Continuous Sign Language Recognition and Its Translation into Intonation-Colored Speech

Sensors 2023, 23(14), 6383; https://doi.org/10.3390/s23146383
by Nurzada Amangeldy 1, Aru Ukenova 1,*, Gulmira Bekmanova 1, Bibigul Razakhova 1, Marek Milosz 2 and Saule Kudubayeva 1
Reviewer 1:
Reviewer 3:
Sensors 2023, 23(14), 6383; https://doi.org/10.3390/s23146383
Submission received: 29 May 2023 / Revised: 4 July 2023 / Accepted: 5 July 2023 / Published: 13 July 2023
(This article belongs to the Section Physical Sensors)

Round 1

Reviewer 1 Report

The overall research question is interesting. These are some of the questions/ideas I had while reading the paper. Perhaps emphasizing these points will help improve the readability of the paper/quality of the work. 

- The labels in Figure 4 are too blurry to read. Please improve.

- What is the vocabulary size of the CSLR? Is it the words in Table 2? If that's the case, the vocabulary seems too small to be able to communicate effectively. Or is the vocabulary sub-word where the sign language user has to spell each word?
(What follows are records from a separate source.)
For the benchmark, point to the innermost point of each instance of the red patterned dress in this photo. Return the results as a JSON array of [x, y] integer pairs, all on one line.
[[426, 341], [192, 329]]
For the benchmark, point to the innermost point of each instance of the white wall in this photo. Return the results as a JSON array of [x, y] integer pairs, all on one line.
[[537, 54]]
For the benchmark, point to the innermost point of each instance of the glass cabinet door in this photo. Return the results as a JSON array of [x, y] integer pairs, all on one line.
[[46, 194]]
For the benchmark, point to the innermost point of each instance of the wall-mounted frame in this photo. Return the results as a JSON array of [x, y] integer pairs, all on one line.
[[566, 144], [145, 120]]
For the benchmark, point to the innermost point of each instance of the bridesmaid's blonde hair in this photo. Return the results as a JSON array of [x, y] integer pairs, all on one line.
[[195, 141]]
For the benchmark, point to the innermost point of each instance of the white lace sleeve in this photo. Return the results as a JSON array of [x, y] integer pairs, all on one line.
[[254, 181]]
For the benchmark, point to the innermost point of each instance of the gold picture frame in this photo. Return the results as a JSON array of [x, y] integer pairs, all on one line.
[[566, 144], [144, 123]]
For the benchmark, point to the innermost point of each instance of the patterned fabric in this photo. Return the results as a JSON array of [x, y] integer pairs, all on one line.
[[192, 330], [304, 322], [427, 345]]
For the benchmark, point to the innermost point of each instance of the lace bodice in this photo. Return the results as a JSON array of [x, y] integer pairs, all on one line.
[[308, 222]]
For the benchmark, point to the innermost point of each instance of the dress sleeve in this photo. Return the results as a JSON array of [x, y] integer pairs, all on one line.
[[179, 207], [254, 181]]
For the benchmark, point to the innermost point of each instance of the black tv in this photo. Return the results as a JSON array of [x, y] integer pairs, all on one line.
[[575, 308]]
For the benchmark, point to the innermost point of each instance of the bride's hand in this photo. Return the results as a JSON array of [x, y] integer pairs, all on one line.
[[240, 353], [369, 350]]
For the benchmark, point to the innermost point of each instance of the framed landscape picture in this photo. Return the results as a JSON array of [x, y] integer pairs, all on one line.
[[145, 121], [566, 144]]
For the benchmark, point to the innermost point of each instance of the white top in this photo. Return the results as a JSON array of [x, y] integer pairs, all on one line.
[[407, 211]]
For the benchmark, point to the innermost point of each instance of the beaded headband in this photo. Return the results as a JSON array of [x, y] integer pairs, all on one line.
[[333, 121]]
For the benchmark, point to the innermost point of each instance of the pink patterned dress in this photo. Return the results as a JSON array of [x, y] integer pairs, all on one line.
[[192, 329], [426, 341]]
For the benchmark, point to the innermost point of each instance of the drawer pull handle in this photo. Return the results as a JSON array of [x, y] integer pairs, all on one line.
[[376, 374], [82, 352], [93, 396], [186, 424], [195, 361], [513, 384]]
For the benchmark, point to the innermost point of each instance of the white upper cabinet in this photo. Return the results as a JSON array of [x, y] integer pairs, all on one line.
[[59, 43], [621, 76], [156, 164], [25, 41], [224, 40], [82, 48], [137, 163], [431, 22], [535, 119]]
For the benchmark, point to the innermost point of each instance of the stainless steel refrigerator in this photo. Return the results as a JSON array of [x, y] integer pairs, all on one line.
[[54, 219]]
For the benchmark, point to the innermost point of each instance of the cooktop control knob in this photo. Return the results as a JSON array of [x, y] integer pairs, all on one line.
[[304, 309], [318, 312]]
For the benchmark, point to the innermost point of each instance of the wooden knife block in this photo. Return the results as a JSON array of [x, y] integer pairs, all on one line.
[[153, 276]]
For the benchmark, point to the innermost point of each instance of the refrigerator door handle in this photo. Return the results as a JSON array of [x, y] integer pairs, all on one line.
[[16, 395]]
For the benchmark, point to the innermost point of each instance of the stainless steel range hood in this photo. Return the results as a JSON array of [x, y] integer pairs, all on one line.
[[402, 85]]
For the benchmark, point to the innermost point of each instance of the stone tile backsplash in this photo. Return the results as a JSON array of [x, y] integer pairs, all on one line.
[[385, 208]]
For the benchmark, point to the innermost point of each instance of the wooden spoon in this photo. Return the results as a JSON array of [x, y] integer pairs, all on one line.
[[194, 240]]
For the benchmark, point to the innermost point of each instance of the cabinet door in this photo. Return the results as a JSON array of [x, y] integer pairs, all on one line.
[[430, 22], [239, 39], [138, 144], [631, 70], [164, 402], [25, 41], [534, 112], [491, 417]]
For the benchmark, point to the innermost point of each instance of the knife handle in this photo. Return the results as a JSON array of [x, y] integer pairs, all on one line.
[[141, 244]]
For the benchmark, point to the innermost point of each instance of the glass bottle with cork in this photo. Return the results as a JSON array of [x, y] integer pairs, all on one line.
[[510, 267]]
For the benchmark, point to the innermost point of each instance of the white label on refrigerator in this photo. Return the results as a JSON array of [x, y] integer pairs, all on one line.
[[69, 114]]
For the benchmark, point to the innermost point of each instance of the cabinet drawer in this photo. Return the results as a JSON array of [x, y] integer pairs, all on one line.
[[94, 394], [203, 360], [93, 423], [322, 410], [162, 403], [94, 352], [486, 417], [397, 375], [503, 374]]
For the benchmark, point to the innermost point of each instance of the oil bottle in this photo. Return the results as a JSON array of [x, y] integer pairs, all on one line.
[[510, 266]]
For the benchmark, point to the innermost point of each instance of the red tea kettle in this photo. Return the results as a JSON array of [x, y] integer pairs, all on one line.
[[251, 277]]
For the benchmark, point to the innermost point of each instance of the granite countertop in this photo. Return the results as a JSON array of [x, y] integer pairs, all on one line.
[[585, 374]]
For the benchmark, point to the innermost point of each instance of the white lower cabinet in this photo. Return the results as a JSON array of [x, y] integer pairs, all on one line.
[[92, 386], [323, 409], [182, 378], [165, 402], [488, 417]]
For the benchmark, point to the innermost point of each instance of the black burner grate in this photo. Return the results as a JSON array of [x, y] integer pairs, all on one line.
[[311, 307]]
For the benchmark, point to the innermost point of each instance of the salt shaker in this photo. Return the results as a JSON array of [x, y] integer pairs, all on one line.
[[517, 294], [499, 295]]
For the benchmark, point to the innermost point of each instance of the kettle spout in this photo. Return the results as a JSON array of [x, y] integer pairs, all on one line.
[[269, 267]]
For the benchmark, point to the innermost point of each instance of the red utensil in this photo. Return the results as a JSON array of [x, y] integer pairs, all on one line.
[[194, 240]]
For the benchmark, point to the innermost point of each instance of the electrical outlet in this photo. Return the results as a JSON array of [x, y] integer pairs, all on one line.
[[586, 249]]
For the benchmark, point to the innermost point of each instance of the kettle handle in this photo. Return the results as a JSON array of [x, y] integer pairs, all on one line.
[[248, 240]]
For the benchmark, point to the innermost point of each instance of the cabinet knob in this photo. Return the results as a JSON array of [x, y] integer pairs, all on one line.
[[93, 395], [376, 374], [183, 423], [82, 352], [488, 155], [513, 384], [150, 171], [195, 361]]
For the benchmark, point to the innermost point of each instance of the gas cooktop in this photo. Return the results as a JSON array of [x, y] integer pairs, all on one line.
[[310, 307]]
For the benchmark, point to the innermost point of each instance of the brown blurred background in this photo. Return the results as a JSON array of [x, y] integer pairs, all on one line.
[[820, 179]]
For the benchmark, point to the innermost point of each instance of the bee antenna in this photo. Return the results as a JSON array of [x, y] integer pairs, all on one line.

- I am not so sure information what Figures 7-20 are supposed to convey. What is the unit of the x-axis? The graphs are neither time-domain nor frequency-domain plot. Nor do they look like spectrum/spectrogram. Since the purpose of the system is to generate speech from sign language, maybe it would be better to compare the spectrogram (such as Short Time Fourier Transform) of the sound generated by the system compared to the speech of a normal speaker saying the same sentence?

- To demonstrate the effectiveness of intonation speech synthesis, is it possible to pass the resulting speech through a speech recognition model and see if it successfully recognizes the intended message? The word error rate of the speech recognition model can then be used to measure the overall performance of the system. I recognize that this is a lot of work so it's just a suggestion.

 

Author Response

Thank you for reviewing our research paper and for your comments, which helped us to get our writing correct and improve it. We have taken all the comments into account and made corrections according to them.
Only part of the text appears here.